Really? I'd say that taking peoples' stuff in the name of social justice is inherently unjust.

> But passing billions (and the derived political power) down to descendants several generations removed who did nothing themselves to deserve it is ultimately a recipe for a deeply broken society.

I actually don't disagree with this. But we're talking about England here, and even if you stop the money, you still have the class structure and the connections, which still lead to political power.

But even more, while I agree that the problem is real, I disagree with your solution. "Lets just take it from them, and give it to those who have less" is such a seductive dream, but it destroys societies and economies where it is tried.

3 comments

Yes, the accumulated wealth of society is “the people’s” stuff, and it is unjust for the few to take it and hoard it indefinitely.
> I'd say that taking peoples' stuff in the name of social justice is inherently unjust.

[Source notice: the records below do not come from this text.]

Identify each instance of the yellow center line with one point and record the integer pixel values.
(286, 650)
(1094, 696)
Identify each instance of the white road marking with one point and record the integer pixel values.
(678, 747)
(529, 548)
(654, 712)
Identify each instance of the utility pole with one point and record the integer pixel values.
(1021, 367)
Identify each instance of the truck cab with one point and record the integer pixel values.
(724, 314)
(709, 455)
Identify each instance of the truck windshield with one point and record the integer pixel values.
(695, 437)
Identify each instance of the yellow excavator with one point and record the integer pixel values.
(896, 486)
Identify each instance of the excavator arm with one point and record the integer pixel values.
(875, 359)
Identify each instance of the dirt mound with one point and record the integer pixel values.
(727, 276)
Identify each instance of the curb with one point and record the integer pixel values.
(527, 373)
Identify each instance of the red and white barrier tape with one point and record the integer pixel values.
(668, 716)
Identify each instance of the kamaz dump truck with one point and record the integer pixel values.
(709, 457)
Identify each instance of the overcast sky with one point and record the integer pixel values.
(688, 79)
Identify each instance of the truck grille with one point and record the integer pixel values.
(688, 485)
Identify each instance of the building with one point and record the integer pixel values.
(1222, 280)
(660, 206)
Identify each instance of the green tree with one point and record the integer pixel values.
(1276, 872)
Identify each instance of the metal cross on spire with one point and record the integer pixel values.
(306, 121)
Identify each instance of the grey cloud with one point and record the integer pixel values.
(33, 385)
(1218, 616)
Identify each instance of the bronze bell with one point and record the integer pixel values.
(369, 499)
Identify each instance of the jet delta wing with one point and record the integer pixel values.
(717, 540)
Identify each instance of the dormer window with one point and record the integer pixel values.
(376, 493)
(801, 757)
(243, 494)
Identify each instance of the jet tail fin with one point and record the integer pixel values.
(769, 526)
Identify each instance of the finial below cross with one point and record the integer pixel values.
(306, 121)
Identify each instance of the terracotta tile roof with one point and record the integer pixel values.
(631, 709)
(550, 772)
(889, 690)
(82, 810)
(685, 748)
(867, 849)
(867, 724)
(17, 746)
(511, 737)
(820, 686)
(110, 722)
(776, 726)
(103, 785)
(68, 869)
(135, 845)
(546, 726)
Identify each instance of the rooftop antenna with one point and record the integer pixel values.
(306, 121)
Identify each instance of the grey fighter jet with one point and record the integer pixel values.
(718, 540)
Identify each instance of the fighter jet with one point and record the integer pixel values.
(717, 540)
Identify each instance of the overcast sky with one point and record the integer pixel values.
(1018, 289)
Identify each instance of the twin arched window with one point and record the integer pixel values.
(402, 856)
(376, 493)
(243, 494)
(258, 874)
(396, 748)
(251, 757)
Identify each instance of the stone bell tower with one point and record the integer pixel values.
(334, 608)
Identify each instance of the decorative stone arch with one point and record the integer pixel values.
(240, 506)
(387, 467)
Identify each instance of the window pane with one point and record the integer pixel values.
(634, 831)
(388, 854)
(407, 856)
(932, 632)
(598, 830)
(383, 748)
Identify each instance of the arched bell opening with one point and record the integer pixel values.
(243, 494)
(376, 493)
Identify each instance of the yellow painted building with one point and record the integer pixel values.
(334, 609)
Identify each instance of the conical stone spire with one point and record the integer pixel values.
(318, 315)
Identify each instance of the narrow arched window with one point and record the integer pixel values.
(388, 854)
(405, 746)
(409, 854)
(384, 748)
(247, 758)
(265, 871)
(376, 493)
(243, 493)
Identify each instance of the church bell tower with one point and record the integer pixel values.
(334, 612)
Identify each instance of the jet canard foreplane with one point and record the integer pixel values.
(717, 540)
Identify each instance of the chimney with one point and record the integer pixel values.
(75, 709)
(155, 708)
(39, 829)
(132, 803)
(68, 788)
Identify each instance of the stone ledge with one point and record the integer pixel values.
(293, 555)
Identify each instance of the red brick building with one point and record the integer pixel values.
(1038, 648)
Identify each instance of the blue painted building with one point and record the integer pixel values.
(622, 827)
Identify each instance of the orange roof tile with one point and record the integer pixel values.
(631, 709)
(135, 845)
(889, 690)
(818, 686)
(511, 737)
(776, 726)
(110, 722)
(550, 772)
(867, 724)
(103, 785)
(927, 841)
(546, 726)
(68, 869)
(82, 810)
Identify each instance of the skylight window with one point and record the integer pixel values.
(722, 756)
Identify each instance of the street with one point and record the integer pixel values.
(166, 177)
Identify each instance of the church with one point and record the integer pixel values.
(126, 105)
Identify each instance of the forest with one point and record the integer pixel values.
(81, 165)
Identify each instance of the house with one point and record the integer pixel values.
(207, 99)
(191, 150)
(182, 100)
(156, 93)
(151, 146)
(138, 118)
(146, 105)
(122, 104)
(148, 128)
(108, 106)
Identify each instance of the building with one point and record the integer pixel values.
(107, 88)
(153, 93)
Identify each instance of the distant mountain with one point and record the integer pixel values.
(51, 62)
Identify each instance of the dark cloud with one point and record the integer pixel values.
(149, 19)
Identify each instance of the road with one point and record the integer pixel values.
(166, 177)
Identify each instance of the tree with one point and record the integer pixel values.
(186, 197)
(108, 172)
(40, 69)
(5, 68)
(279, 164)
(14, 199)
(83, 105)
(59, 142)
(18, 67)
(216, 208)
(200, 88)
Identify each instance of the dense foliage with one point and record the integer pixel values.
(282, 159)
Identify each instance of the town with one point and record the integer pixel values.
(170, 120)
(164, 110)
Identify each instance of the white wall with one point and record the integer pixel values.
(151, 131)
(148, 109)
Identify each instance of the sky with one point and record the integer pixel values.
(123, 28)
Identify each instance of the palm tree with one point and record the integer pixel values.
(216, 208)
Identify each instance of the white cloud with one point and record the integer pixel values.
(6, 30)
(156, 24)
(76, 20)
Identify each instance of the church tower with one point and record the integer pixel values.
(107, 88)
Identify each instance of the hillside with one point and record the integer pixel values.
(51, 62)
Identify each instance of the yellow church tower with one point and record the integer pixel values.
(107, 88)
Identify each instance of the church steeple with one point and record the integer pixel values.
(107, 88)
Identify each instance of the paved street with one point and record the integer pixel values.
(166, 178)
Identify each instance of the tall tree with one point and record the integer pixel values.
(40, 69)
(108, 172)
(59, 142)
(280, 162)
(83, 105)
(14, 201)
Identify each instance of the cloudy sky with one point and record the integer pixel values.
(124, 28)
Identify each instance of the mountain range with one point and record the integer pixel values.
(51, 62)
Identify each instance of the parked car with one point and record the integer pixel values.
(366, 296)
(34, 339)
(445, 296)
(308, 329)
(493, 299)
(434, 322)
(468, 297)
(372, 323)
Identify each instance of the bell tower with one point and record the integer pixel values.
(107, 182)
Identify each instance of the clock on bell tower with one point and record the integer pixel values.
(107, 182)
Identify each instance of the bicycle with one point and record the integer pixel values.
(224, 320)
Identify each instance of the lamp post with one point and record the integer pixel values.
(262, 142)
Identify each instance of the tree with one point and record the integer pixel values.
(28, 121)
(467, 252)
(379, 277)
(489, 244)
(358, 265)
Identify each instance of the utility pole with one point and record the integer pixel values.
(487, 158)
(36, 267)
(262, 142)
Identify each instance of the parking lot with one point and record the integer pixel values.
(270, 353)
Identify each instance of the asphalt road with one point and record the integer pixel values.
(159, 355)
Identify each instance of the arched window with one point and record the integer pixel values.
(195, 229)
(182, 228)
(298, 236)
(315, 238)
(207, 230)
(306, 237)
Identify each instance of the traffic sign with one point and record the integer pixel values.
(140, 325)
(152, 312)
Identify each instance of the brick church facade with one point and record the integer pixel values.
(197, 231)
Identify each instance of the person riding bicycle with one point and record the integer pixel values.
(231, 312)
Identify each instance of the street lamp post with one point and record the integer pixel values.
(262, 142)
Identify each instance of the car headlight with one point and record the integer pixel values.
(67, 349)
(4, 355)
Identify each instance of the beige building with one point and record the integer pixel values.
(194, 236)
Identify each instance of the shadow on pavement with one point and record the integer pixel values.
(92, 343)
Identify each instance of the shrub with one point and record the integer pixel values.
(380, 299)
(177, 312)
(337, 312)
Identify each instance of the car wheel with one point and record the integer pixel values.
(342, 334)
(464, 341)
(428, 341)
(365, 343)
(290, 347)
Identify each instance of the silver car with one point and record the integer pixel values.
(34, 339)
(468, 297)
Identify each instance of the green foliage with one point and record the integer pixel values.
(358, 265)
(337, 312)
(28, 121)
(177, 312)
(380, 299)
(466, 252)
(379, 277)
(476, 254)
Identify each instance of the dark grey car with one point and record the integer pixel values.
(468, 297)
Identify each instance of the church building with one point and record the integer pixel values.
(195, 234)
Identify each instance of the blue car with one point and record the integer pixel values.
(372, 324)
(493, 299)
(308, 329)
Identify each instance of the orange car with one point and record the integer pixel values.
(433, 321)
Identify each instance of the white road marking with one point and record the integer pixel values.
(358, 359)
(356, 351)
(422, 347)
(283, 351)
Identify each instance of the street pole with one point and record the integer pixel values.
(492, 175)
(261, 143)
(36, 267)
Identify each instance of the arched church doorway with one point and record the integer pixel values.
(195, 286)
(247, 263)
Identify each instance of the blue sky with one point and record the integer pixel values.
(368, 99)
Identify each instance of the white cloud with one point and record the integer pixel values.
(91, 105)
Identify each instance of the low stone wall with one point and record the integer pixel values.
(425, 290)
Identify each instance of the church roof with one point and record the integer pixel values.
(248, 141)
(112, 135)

You have people like Buffett, Gates even Andrew Carnegie and many other billionaires saying that their wealth should go back to society instead of their kids, are they all wrong?

> I'd say that taking peoples' stuff in the name of social justice is inherently unjust.

Saying it's your stuff, is the misnomer. It was found by your because it was someone else's stuff, but there's supposed to be some moral virtue of you receiving it, because you benefited from it during your upbringing.

Being offended by a perceived slight in Procedural justice is a matter of circumstance - ie altering the principles you were born under for Distributive justice, even if you don't think it's as equitable based on your experience. From a pragmatic point of view, inheritance causes Capitalism to fall into anarchy in the long term...making it inherently immoral, as a practice. Unless you want to dispense with capitalism, in which case it's still immoral to a lesser degree (lesser evil against a greater evil).